As Marsh explained: ‘When we talk about generosity rather than return on investment, gravitation rather than recruitment, failing fast to succeed sooner, meetings that start with questions, change management processes that are not top down, workplaces for non-employees, virtual reality to aid construction, and how to measure human experience, it suggests both the evolution and complexity of what we do’.
In a whirlwind of different cultural perspectives, WORKTECH West Coast treated us to a host of insights on how behaviour influences the workplace, and vice versa.
Obstacles to collaboration
Kevin Mulcahy, co-author of The Future Workplace Experience, explained that ‘your culture is shaped by the worst behaviour you tolerate’. His advice as an HR expert that ‘people don’t leave jobs, they don’t leave people – they leave behaviours’ was a timely reminder of why some workplaces misfire.
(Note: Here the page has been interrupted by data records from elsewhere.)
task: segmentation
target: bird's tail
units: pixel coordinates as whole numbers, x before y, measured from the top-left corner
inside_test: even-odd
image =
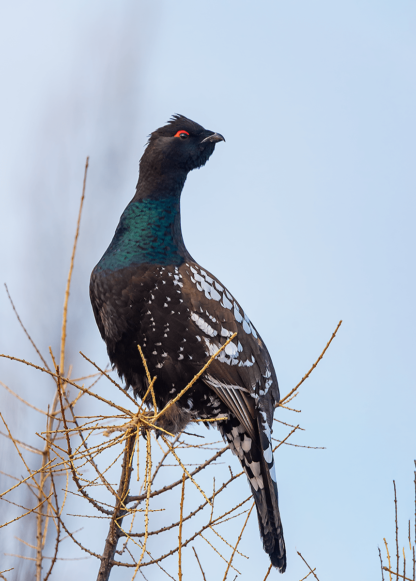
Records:
[[[284,573],[286,548],[279,513],[271,442],[270,430],[264,429],[261,419],[257,422],[258,432],[254,438],[246,433],[231,414],[227,419],[218,422],[218,427],[225,442],[238,457],[248,478],[264,550],[273,566]]]

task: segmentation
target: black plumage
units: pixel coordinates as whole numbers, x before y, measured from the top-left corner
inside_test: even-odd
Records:
[[[270,439],[279,401],[276,375],[254,327],[224,285],[192,258],[181,229],[187,175],[203,166],[221,141],[222,135],[179,115],[150,135],[135,195],[92,272],[90,296],[110,359],[139,397],[148,388],[138,345],[142,347],[157,376],[159,409],[237,332],[159,425],[177,433],[194,419],[227,417],[218,429],[248,478],[264,550],[283,572],[286,553]]]

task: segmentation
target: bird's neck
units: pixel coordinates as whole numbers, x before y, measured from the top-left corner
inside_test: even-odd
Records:
[[[123,213],[97,268],[118,270],[144,263],[181,264],[189,256],[181,228],[180,202],[184,181],[164,189],[163,180],[152,180],[153,187],[149,188],[145,180],[139,180],[136,195]]]

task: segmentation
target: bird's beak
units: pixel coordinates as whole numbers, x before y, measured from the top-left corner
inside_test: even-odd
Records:
[[[205,139],[202,139],[201,141],[202,144],[206,143],[207,141],[210,141],[211,143],[216,144],[218,141],[225,141],[224,137],[221,135],[220,133],[213,133],[211,135],[208,135],[206,137]]]

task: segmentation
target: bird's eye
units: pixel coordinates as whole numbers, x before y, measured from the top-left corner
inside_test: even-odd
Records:
[[[189,136],[189,134],[188,131],[185,131],[183,129],[181,129],[180,131],[177,131],[175,134],[174,137],[180,137],[181,139],[187,139]]]

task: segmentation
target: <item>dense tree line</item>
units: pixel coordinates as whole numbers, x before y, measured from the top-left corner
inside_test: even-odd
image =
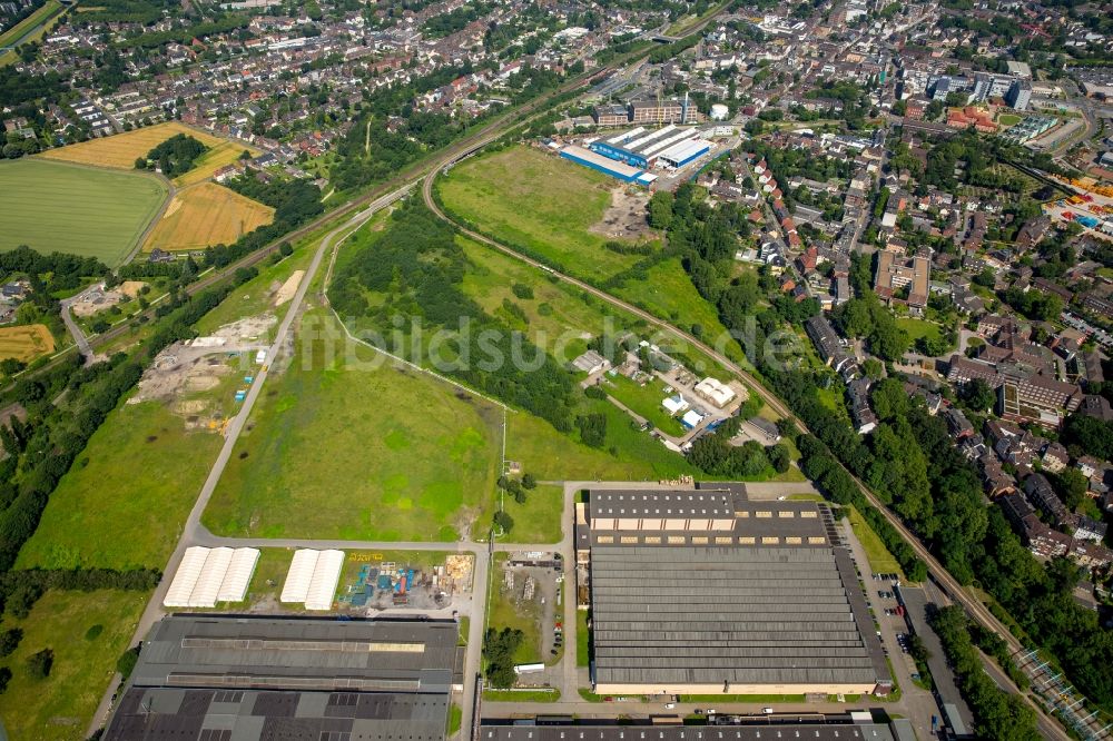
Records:
[[[266,247],[325,210],[321,188],[304,180],[263,182],[248,170],[227,182],[236,192],[275,209],[274,221],[249,231],[233,245],[215,245],[205,249],[205,266],[223,268],[257,249]]]
[[[814,481],[831,502],[854,505],[900,564],[905,575],[914,582],[924,581],[927,577],[927,565],[919,560],[889,521],[869,504],[854,478],[831,455],[830,449],[811,435],[800,436],[796,444],[800,449],[800,470],[804,474]]]
[[[483,636],[483,658],[486,659],[486,680],[491,686],[513,686],[518,674],[514,673],[514,652],[524,640],[522,631],[503,628],[496,631],[489,628]]]
[[[450,375],[528,409],[562,432],[572,429],[571,375],[463,292],[465,265],[455,230],[413,199],[395,211],[372,245],[364,245],[337,270],[328,296],[342,317],[367,317],[384,334],[396,316],[420,317],[426,335],[434,329],[451,333],[443,347],[452,355]],[[367,292],[383,300],[372,306]],[[484,339],[472,346],[480,333]],[[393,346],[396,333],[390,334],[387,349],[400,352]],[[515,357],[536,367],[526,369],[513,362]]]
[[[105,277],[108,274],[108,266],[96,257],[67,253],[45,255],[27,245],[0,253],[0,281],[10,280],[16,275],[36,276],[45,280],[45,294],[77,288],[82,278]]]
[[[461,6],[446,13],[439,13],[422,26],[422,37],[426,39],[443,39],[456,31],[462,31],[472,21],[476,21],[491,12],[493,6],[484,2]]]
[[[969,619],[962,607],[952,605],[929,616],[939,636],[947,663],[963,696],[977,721],[977,735],[991,741],[1026,741],[1038,738],[1035,711],[1025,700],[998,688],[982,668],[982,658],[972,639]]]
[[[881,383],[874,389],[873,402],[883,422],[863,442],[819,401],[805,374],[762,370],[817,435],[818,439],[806,436],[798,442],[801,468],[827,496],[838,503],[867,505],[838,462],[877,486],[878,497],[892,505],[955,579],[979,584],[1032,640],[1057,658],[1087,696],[1104,708],[1113,707],[1113,635],[1102,630],[1096,613],[1074,601],[1071,590],[1077,576],[1064,566],[1066,562],[1045,569],[1021,543],[999,507],[983,503],[977,472],[955,448],[943,419],[930,416],[918,399],[902,395],[896,382]],[[886,428],[885,436],[896,439],[879,445],[876,438]],[[923,481],[920,461],[927,465],[926,495],[922,484],[909,484]],[[915,476],[902,480],[909,466]],[[880,513],[871,507],[863,513],[909,579],[923,579],[923,564]]]
[[[73,354],[57,367],[16,385],[11,399],[24,407],[27,419],[6,426],[2,442],[8,456],[0,461],[0,584],[9,609],[16,604],[29,610],[38,594],[50,586],[144,589],[144,580],[152,577],[139,572],[11,572],[11,569],[20,547],[38,527],[58,482],[109,412],[139,381],[144,367],[170,343],[195,336],[191,325],[215,308],[235,285],[254,275],[252,270],[240,270],[233,285],[195,296],[184,292],[171,295],[156,312],[154,333],[131,356],[117,353],[107,362],[83,367],[80,355]],[[57,403],[59,398],[63,401]]]
[[[194,169],[194,162],[204,155],[208,147],[188,134],[178,134],[147,152],[146,157],[136,160],[136,169],[145,170],[151,162],[168,178]]]

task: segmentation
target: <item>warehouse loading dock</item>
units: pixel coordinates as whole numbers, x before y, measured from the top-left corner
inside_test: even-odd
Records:
[[[106,741],[443,741],[453,622],[175,615],[156,623]]]
[[[826,505],[598,491],[578,528],[600,694],[868,694],[892,684]]]

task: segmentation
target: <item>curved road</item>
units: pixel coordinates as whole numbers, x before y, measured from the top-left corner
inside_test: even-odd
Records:
[[[617,298],[615,296],[612,296],[611,294],[608,294],[607,292],[592,286],[589,283],[584,283],[583,280],[574,278],[570,275],[554,270],[544,263],[541,263],[539,260],[533,259],[532,257],[523,255],[508,247],[506,245],[503,245],[500,241],[486,237],[485,235],[469,229],[467,227],[457,223],[455,219],[451,218],[441,209],[440,205],[436,202],[436,199],[433,198],[433,184],[440,171],[441,168],[430,171],[430,174],[425,176],[425,180],[422,184],[422,197],[425,200],[425,205],[430,208],[430,210],[436,214],[437,217],[444,219],[445,221],[449,221],[457,229],[460,229],[460,231],[462,231],[464,235],[476,241],[493,247],[499,251],[503,253],[504,255],[512,257],[519,261],[525,263],[526,265],[530,265],[531,267],[534,267],[539,270],[544,270],[549,275],[556,277],[559,280],[575,286],[581,290],[585,290],[591,295],[595,296],[597,298],[600,298],[614,307],[629,312],[636,315],[638,318],[646,320],[648,324],[656,326],[660,329],[663,329],[683,339],[684,342],[689,343],[692,347],[702,350],[706,355],[710,356],[713,360],[722,365],[728,370],[738,375],[739,378],[742,378],[766,402],[766,404],[768,404],[778,414],[791,419],[797,425],[797,427],[799,427],[805,433],[809,432],[807,425],[805,425],[804,422],[792,413],[792,411],[788,407],[788,405],[781,402],[781,399],[778,396],[776,396],[772,392],[768,391],[761,384],[761,382],[758,381],[752,374],[747,372],[745,368],[742,368],[740,365],[728,358],[722,353],[716,350],[711,346],[697,339],[695,336],[669,324],[668,322],[658,318],[657,316],[646,312],[644,309],[641,309],[632,304],[622,300],[621,298]],[[841,466],[841,463],[839,463],[839,465]],[[854,482],[858,485],[858,488],[861,491],[863,495],[869,501],[869,503],[885,516],[885,518],[897,530],[897,532],[900,533],[902,537],[904,537],[908,542],[908,544],[916,552],[916,555],[924,561],[924,563],[927,565],[928,573],[936,581],[936,583],[943,586],[952,599],[959,602],[966,609],[966,611],[974,616],[975,620],[977,620],[979,623],[982,623],[987,629],[992,630],[1002,640],[1004,640],[1013,652],[1020,651],[1023,646],[1021,645],[1021,642],[1016,640],[1016,638],[1008,631],[1008,629],[1006,629],[1005,625],[1001,623],[1001,621],[998,621],[993,615],[993,613],[991,613],[989,610],[984,604],[982,604],[981,601],[976,600],[968,592],[966,592],[963,585],[959,584],[958,581],[955,580],[951,575],[951,573],[943,567],[943,565],[935,559],[935,556],[932,555],[932,553],[927,550],[927,547],[924,546],[923,543],[920,543],[919,539],[910,530],[908,530],[908,527],[906,527],[905,524],[893,512],[890,512],[885,506],[885,504],[881,503],[881,501],[878,500],[877,496],[875,496],[874,493],[869,491],[869,488],[867,488],[866,485],[861,483],[861,481],[858,480],[857,476],[855,476],[850,471],[846,470],[845,466],[844,470],[847,472],[847,474],[850,475],[851,478],[854,478]],[[1024,696],[1025,700],[1027,700],[1027,702],[1036,710],[1041,720],[1045,721],[1041,723],[1041,729],[1044,730],[1045,733],[1054,731],[1053,738],[1061,739],[1062,741],[1068,741],[1071,737],[1067,735],[1066,731],[1063,730],[1056,721],[1047,717],[1043,712],[1043,709],[1037,703],[1033,702],[1031,698],[1028,698],[1025,693],[1021,692],[1020,689],[1017,689],[1015,685],[1009,684],[1009,690],[1012,692],[1015,692],[1016,694],[1020,694],[1021,696]]]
Tara Carcillo of management consulting firm The Clearing told us, ‘Don’t confuse people being polite in a room with collaboration’, and helpfully identified the corporate characters (such as the ‘scene shifter’ who constantly changes his/her mind) that are obstacles to making progress. Nicola Kahn of designers and innovation experts IDEO urged companies to lead through experimentation: ‘Even if eight out of ten ideas fail, a 20 per cent success rate is worth celebrating.’
Hotbed of workplace innovation with left-field ideas
As the day gathered pace, the alternative perspectives and left-field ideas just kept coming, cementing the reputation of the Bay Area and Silicon Valley in particular as a hotbed of workplace innovation.
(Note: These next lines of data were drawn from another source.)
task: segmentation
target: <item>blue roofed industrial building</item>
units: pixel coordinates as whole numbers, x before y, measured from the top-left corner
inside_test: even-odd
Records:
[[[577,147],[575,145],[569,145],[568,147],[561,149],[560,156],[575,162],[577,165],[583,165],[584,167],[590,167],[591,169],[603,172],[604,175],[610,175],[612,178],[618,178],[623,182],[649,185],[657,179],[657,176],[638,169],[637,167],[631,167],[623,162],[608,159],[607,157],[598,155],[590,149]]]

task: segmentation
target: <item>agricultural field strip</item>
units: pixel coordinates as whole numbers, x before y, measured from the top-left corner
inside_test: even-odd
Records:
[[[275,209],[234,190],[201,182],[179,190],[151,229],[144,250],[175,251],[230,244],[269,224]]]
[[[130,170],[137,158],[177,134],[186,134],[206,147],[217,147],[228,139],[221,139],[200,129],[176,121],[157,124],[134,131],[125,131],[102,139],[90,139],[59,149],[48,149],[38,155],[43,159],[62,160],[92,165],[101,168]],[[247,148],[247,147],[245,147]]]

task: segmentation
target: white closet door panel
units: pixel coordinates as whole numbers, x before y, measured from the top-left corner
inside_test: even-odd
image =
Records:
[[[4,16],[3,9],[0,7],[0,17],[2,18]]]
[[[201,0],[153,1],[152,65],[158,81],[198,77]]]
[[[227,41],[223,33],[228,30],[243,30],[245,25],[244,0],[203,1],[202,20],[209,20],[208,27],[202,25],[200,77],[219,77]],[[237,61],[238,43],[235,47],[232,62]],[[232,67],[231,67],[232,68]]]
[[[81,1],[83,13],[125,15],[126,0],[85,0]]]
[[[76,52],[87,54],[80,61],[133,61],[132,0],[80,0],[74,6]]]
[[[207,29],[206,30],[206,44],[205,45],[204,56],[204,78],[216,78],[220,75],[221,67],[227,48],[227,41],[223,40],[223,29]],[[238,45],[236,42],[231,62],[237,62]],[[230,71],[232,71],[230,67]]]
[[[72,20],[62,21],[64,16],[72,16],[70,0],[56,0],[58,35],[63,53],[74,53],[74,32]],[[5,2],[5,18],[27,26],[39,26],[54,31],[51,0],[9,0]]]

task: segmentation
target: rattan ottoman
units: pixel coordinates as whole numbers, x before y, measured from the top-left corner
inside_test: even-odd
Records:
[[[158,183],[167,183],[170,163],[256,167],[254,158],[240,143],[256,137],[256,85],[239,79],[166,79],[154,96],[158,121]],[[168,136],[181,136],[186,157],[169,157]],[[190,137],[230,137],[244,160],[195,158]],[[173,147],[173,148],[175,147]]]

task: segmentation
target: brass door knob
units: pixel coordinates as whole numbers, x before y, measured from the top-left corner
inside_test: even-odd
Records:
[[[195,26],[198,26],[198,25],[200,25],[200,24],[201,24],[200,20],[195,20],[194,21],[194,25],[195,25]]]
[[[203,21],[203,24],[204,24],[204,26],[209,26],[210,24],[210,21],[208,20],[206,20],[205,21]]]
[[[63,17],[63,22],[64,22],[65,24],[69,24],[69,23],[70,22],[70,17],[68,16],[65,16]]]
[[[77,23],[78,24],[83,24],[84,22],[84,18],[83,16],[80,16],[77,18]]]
There were two separate presentations on what scientific insights space exploration might bring to office design: NASA’s Nick Skyland shared lessons from cockpit design to optimise astronaut behaviour while cognitive scientist and artificial intelligence pioneer William Clancey reflected on bringing human-centred computing to NASA.
Compelling co-design
There were also two husband-and-wife design teams on hand to share creative insights. Americans Stanley Felderman and Nancy Keatinge showed why they have been at the top of the office design game since their ground-breaking MTV project in 1995. Brit duo Wayne and Gerardine Hemingway showed a range of projects from Transport for London uniforms to private sector housing that featured a compelling co-design approach.
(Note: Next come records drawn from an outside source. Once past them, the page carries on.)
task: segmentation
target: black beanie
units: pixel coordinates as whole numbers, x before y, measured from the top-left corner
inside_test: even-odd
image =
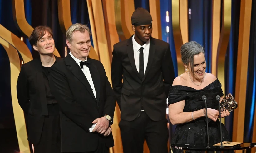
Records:
[[[152,24],[152,17],[148,10],[139,8],[133,12],[131,18],[131,24],[135,26]]]

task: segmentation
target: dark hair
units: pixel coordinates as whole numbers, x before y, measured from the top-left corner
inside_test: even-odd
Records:
[[[39,39],[42,38],[48,32],[50,35],[53,37],[52,31],[50,27],[45,26],[40,26],[35,28],[32,31],[30,36],[28,38],[28,41],[31,46],[37,45],[37,43]]]
[[[190,68],[194,78],[194,56],[203,53],[205,56],[205,54],[204,48],[200,44],[195,41],[190,41],[183,44],[180,47],[180,53],[181,54],[181,60],[183,64],[188,66],[190,63]]]

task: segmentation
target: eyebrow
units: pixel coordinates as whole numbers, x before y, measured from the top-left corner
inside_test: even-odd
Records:
[[[46,39],[47,38],[52,37],[52,35],[48,35],[47,37],[42,37],[41,38],[39,39],[39,40],[41,40],[41,39]]]
[[[206,60],[204,60],[204,61],[203,62],[202,62],[202,63],[201,63],[201,64],[203,63],[204,62],[205,62],[206,61]],[[194,65],[199,65],[199,64],[194,64]]]

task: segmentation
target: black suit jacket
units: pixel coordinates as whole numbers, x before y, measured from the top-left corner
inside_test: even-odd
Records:
[[[150,38],[148,61],[141,78],[135,65],[132,39],[115,44],[112,53],[112,85],[121,118],[135,119],[142,105],[152,120],[165,118],[166,99],[175,76],[169,44]]]
[[[107,137],[90,133],[92,122],[105,114],[113,118],[115,107],[114,92],[100,62],[88,58],[89,69],[97,100],[79,66],[68,54],[51,68],[51,89],[61,109],[62,151],[93,151],[99,139],[108,147],[114,146],[112,133]]]
[[[55,58],[56,63],[62,59]],[[48,115],[43,79],[39,58],[22,66],[17,82],[18,101],[27,119],[28,139],[33,144],[39,142],[44,116]]]

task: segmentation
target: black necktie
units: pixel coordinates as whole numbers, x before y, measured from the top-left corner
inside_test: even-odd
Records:
[[[140,66],[139,69],[140,71],[139,73],[141,78],[144,76],[144,62],[143,61],[143,47],[140,47]]]
[[[86,62],[86,61],[84,62],[81,61],[79,63],[80,63],[80,66],[81,67],[81,68],[82,69],[84,69],[84,65],[85,65],[88,67],[90,67],[90,64],[88,63],[88,62]]]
Panel led by Lifework’s Joyce Polsenberg
Add such subjects as autonomous vehicles (BMW Designwork’s Mike Milley), the merits of the Californian diet (Lifework’s Joyce Polsenberg) and the rise of the POPOS – privately owned public open space (Knoll’s Tracy Wymer), plus a host of beguiling new technologies from Nvidia, Serraview, Rifiniti and others, then you get some sense of the heady, unpredictable mix that left us soul-searching in several different directions at once.
Of course, in typical Californian fashion, there were more questions than answers…but that’s where we seem to be with the future workplace right now.
Click here for the WORKTECH 16 West Coast review site.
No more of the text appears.